Bölge Adliye Mahkemesi: “Sadakat Borcuna Aykırı”
Karara itiraz eden işveren, konuyu Ankara Bölge Adliye Mahkemesi 30. Hukuk Dairesi'ne taşıdı. Dosyayı inceleyen mahkeme, işvereni haklı bularak yerel mahkeme kararını bozdu.
Mahkeme kararında şu ifadelere yer verildi:
“Davacının, daha önce yaşanan hırsızlık olayında işverenin yerine geçerek tasarrufta bulunduğu anlaşılmıştır. Disiplin soruşturması sonucu da gösteriyor ki, işveren için bu olayın affedilmesi söz konusu değildir. Davacının sadakat borcuna aykırı davrandığı açık olup, iş sözleşmesinin feshinin haklı nedene dayandığı kanaatine varılmıştır.”
Bu gerekçelerle işverenin istinaf başvurusu kabul edilerek, yerel mahkemenin kararı kaldırıldı ve davanın reddine hükmedildi.

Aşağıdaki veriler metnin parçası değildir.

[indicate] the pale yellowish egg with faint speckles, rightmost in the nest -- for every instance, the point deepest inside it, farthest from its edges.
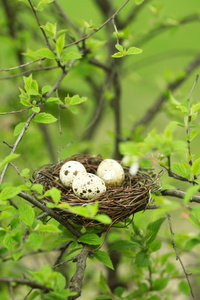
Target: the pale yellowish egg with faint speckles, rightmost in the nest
(111, 172)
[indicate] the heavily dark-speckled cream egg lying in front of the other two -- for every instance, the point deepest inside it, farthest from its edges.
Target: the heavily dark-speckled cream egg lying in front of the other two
(88, 185)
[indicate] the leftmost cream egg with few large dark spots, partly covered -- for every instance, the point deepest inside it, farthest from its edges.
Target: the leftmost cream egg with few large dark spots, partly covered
(69, 171)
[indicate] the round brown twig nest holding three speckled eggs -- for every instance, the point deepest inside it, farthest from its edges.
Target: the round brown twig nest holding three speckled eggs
(119, 203)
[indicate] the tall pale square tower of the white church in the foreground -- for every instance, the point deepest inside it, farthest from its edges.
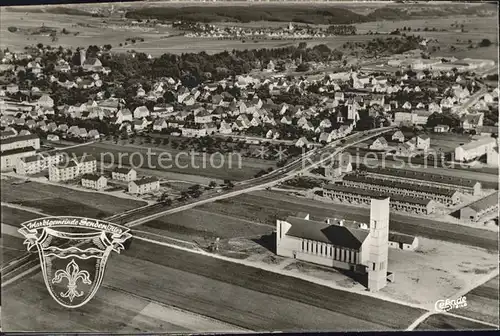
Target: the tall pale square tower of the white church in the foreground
(379, 243)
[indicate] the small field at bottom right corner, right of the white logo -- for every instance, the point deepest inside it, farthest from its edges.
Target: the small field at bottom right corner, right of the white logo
(482, 303)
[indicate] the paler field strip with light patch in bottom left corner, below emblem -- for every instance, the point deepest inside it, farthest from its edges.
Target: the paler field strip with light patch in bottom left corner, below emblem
(111, 310)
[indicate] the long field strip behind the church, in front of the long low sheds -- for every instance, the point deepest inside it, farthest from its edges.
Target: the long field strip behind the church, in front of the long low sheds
(273, 205)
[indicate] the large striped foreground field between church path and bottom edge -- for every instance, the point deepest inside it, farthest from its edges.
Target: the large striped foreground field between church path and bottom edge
(238, 295)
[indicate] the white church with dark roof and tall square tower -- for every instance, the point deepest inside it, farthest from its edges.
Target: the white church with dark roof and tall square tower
(358, 248)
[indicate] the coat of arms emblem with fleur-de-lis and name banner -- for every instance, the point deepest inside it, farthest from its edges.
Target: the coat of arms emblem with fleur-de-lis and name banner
(73, 253)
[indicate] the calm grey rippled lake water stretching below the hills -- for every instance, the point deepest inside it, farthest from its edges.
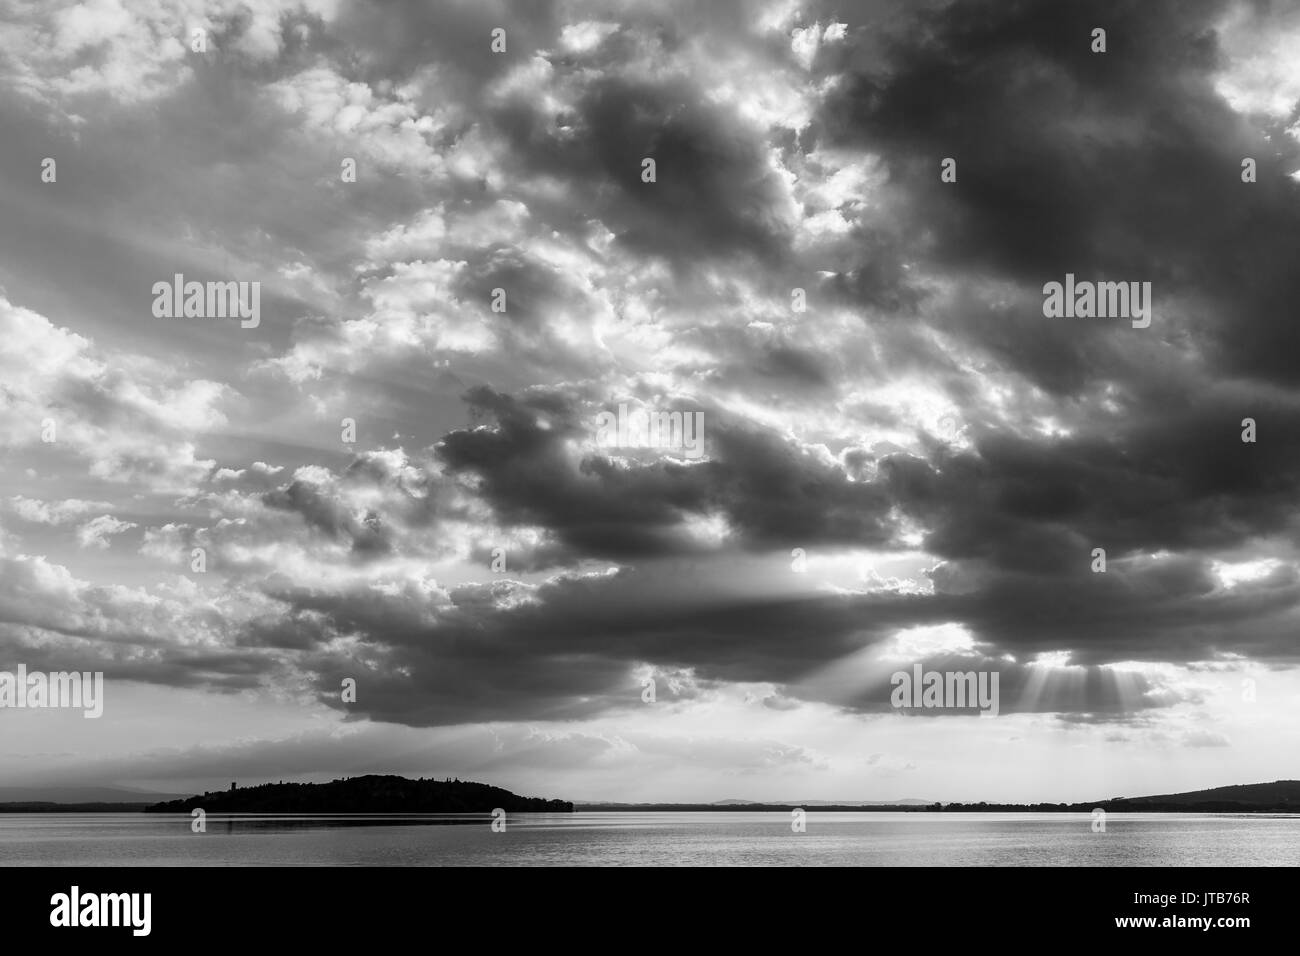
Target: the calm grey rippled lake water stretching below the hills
(642, 840)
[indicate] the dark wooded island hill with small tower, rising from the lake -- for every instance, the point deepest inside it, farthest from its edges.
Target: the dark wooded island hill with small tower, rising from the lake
(371, 794)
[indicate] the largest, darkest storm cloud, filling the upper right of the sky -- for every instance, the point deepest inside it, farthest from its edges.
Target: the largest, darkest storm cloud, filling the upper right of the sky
(1124, 165)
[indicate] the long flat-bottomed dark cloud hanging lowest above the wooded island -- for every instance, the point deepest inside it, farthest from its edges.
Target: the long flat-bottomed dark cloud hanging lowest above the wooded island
(566, 651)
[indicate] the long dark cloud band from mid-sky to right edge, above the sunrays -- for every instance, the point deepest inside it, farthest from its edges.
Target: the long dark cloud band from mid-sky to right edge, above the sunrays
(1026, 504)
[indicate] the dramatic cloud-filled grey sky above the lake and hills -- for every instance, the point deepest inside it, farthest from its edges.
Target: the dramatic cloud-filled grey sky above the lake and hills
(382, 531)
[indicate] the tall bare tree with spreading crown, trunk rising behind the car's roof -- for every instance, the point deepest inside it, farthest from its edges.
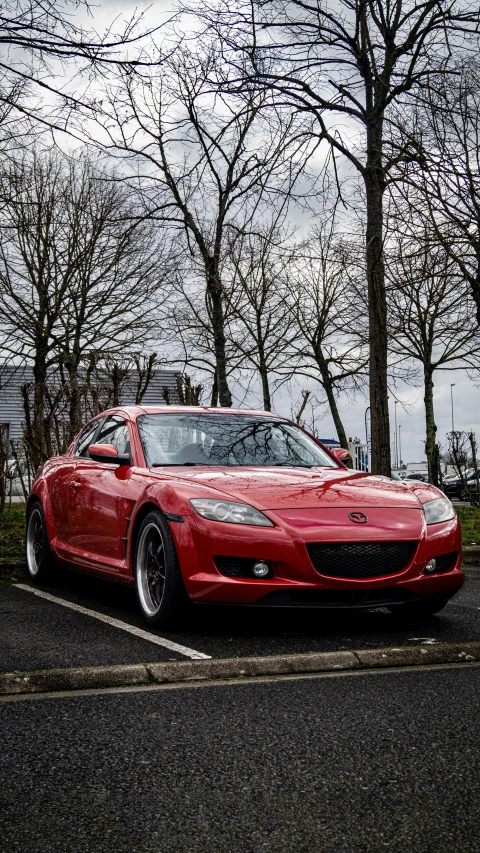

Yargıtay Son Noktayı Koydu
Kararın temyiz edilmesi üzerine dosya Yargıtay 9. Hukuk Dairesi tarafından incelendi. Yargıtay, bölge adliye mahkemesinin kararını usul ve yasaya uygun bularak onadı. Böylece işletme şefinin iş akdinin haklı fesih kapsamında sonlandırıldığı kesinleşmiş oldu.